Review of Dolls

Dolls (1986)
5/10
for the young at heart
14 October 2005
Warning: Spoilers
Horror movies about dolls are alluring, because some dolls, especially antiquated looking ones like in this movie, are creepy; their quiet poise is unsettling. They are problematic, though, because they are so little that it would be extremely possible for someone to escape from them, even from a swarm of them. Most doll movies further remove the horror by making the little playthings real wisenheimers, cracking quips, or killing for fun ala CHILD'S PLAY and THE PUPPET MASTER. Stuart Gordon's DOLLS is probably the best of the genre, because the dolls are innocent; they kill because they are mad or threatened.

The film opens vibrantly with the little girl, Judy, hallucinating a real bear bursting from the seams of her teddy bear, and eating her father and wicked stepmother. The family gets stranded in the boonies and seeks refuge in an old house owned by dollmakers (the wife is Hilary Mason, the blind sister in DON'T LOOK NOW). They are joined by similarly stranded, lovable Ralph, and the punk-grrrl hitchhikers he picked up. The girls are so obnoxious, and Judy's abusive parents are so despicable, as they accuse Ralph of being a child molester, that the film gets boring as it focuses on the dolls picking them off one by one.

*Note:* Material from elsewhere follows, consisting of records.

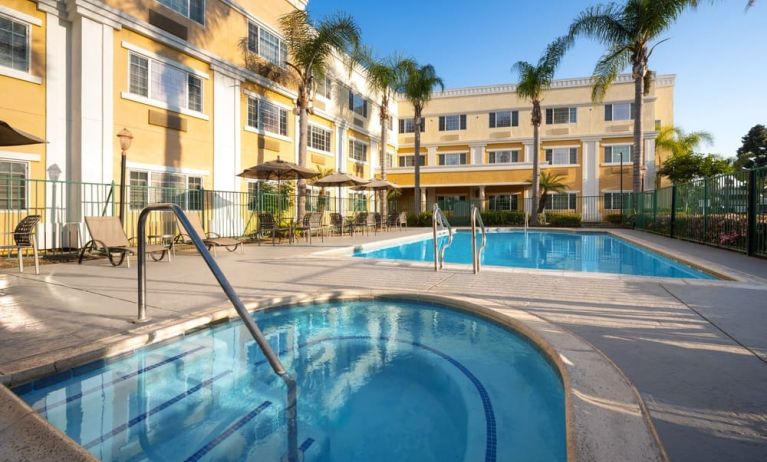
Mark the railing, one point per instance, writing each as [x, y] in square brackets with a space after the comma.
[247, 319]
[438, 220]
[476, 255]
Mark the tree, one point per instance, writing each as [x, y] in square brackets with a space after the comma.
[533, 81]
[310, 50]
[417, 84]
[550, 183]
[628, 31]
[753, 152]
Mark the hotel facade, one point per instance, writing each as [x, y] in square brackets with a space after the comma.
[174, 73]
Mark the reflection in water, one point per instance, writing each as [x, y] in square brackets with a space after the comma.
[377, 381]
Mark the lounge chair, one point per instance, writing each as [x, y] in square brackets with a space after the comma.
[109, 238]
[268, 225]
[211, 240]
[24, 238]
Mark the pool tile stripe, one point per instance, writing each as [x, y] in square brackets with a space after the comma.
[228, 432]
[141, 417]
[45, 407]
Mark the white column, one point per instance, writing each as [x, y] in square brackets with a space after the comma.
[649, 151]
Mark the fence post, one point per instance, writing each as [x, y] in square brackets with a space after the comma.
[672, 228]
[751, 208]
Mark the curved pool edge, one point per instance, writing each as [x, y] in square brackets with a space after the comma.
[606, 418]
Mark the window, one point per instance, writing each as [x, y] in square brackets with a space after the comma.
[562, 156]
[408, 125]
[452, 159]
[192, 9]
[503, 157]
[358, 151]
[409, 161]
[268, 117]
[561, 115]
[164, 83]
[504, 119]
[13, 185]
[319, 138]
[454, 122]
[267, 45]
[561, 201]
[619, 111]
[614, 154]
[14, 44]
[358, 104]
[614, 200]
[503, 202]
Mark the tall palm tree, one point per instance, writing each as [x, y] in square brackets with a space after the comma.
[418, 83]
[533, 81]
[630, 32]
[310, 50]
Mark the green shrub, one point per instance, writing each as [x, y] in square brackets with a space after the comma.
[563, 220]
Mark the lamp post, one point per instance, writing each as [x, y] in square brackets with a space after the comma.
[125, 137]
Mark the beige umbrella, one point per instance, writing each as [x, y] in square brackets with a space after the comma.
[340, 180]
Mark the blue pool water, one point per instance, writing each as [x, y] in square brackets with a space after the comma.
[589, 252]
[377, 381]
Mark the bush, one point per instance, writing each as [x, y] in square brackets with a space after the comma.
[564, 220]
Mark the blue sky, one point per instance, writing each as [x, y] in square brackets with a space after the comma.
[716, 51]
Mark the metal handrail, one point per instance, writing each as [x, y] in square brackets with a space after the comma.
[247, 319]
[476, 256]
[438, 218]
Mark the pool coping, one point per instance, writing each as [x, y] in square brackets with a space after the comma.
[606, 418]
[722, 273]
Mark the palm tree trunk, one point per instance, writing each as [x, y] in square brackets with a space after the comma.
[303, 140]
[536, 175]
[417, 160]
[636, 156]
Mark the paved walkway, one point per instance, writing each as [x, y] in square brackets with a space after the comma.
[696, 350]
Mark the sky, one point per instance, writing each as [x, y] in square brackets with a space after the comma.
[717, 51]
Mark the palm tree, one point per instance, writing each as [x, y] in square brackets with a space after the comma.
[550, 183]
[383, 77]
[533, 81]
[628, 31]
[310, 50]
[418, 83]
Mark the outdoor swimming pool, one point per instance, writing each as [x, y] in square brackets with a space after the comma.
[377, 380]
[591, 252]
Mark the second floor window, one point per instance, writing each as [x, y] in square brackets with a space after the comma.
[267, 45]
[192, 9]
[619, 111]
[268, 117]
[14, 44]
[165, 83]
[453, 122]
[319, 138]
[452, 159]
[504, 119]
[358, 151]
[562, 156]
[503, 157]
[561, 115]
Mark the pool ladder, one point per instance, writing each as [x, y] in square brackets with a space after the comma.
[476, 253]
[440, 226]
[247, 319]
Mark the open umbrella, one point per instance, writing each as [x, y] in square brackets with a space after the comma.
[10, 136]
[340, 180]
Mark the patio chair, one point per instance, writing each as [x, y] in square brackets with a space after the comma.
[211, 240]
[24, 238]
[268, 225]
[109, 238]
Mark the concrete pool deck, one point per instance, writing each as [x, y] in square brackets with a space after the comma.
[695, 350]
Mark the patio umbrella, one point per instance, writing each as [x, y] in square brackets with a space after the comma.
[340, 180]
[10, 136]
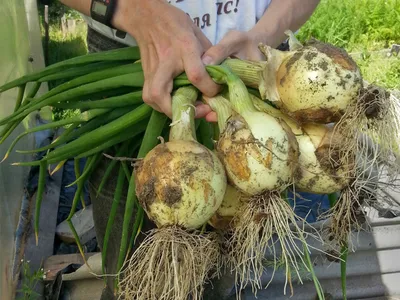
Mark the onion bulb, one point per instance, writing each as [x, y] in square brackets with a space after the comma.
[312, 83]
[260, 155]
[256, 160]
[316, 172]
[180, 184]
[232, 204]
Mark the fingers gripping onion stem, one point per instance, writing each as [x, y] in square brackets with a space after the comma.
[312, 83]
[180, 184]
[316, 173]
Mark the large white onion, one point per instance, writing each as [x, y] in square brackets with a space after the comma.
[256, 159]
[180, 183]
[316, 172]
[316, 82]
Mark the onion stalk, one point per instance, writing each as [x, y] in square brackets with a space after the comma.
[180, 185]
[316, 82]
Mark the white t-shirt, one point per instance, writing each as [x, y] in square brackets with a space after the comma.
[214, 17]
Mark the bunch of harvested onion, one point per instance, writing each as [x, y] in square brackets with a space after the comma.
[260, 152]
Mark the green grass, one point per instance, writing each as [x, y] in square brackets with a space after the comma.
[360, 26]
[355, 25]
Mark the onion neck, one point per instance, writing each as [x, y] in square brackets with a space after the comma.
[183, 111]
[222, 107]
[239, 97]
[248, 71]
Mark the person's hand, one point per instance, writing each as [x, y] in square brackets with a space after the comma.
[243, 45]
[170, 43]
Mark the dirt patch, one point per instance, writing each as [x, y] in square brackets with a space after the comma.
[318, 115]
[338, 55]
[172, 195]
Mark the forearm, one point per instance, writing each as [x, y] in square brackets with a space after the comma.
[282, 15]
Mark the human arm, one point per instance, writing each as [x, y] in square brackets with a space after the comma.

It becomes enjoyable again once the dolls almost kill Ralph, but then decide that he is "young at heart". Those who aren't so lucky are turned into dolls, and there are some fun human-doll effects. The single location is handled well, and doesn't feel as claustrophobic as spooky old house movies can. This isn't a great movie, but it is cute, almost like it is a horror movie for kids (inappropriate blood and molestation insinuations aside).